Pour être sûr de bien comprendre…
Pour avoir une réflexion "plus complète", le public s’est appuyé sur l’expérience de Pierre Cherruau, responsable du service Afrique de Courrier International, qui a travaillé au Mali de juillet à septembre 2013.
Monsieur Cherruau a admis l’influence de la France sur la société malienne durant la guerre, sans oublier le contrôle des journalistes français par l’armée française. Les journalistes travaillant dans des conditions de menace permanente doivent et ont besoin de travailler avec l’armée et avec l’État, qui le veuillent ou non, aussi impartiaux qu’ils veulent être. Au Mali, comme dans l’ensemble des pays africains en guerre, il n’est pas envisageable de voyager par d’autres moyens que par les voies aériennes, seulement deux avions sont alors disponibles, le premier appartenant aux Nations Unies et le second aux forces françaises. Les avions n’ont pas la capacité pour recevoir tous les journalistes avec le personnel de bord. Il est donc plus difficile de voyager et de recueillir de l’information, spécialement pour les reporters vidéo qui ont un équipement lourd et visible et qui sont délibérément ciblés par les rebelles. De plus, il n’est pas possible de rester plus d’une nuit dans le même endroit afin de ne pas devenir une victime de guerre. Un journaliste doit recourir aux forces armées et parfois à leurs informations matérielles et vidéos, prisent sur des lieux inaccessibles aux journalistes.

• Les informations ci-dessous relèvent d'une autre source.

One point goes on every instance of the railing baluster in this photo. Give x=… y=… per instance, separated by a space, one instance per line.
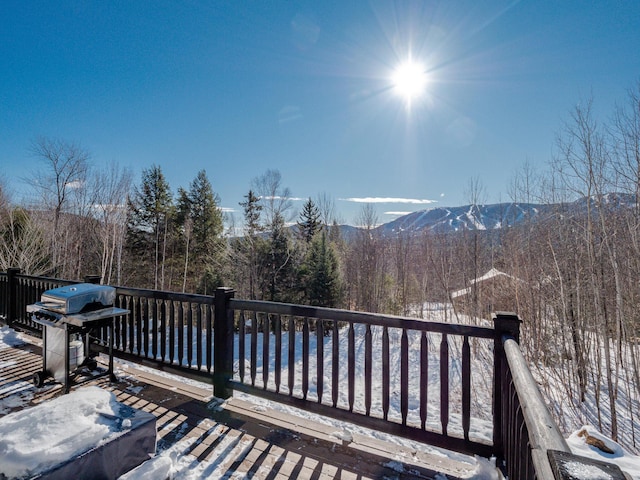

Ainsi, Pierre Cherruau rappelle au public d’être prêt à accepter un certain degré de subjectivité provenant des circonstances professionnelles et de l’expérience personnelle de tous les journalistes et de la ligne éditoriale de tout média.
L’atelier a généré un débat animé et a fait réfléchir les citoyens sur une astuce simple afin de disposer d’une perception plus juste de l’information médiatique : utiliser différentes sources d’information. De plus, l’association Survie a présenté son travail basé sur l’expérience locale, qui a été suivie par une dernière remarque de Pierre Cherruau : l’information n’est pas un simple produit de consommation. En réalité, une astuce pas facile à mettre en œuvre.
Écrit par Elena Terekhova, bénévole pendant les Semaines.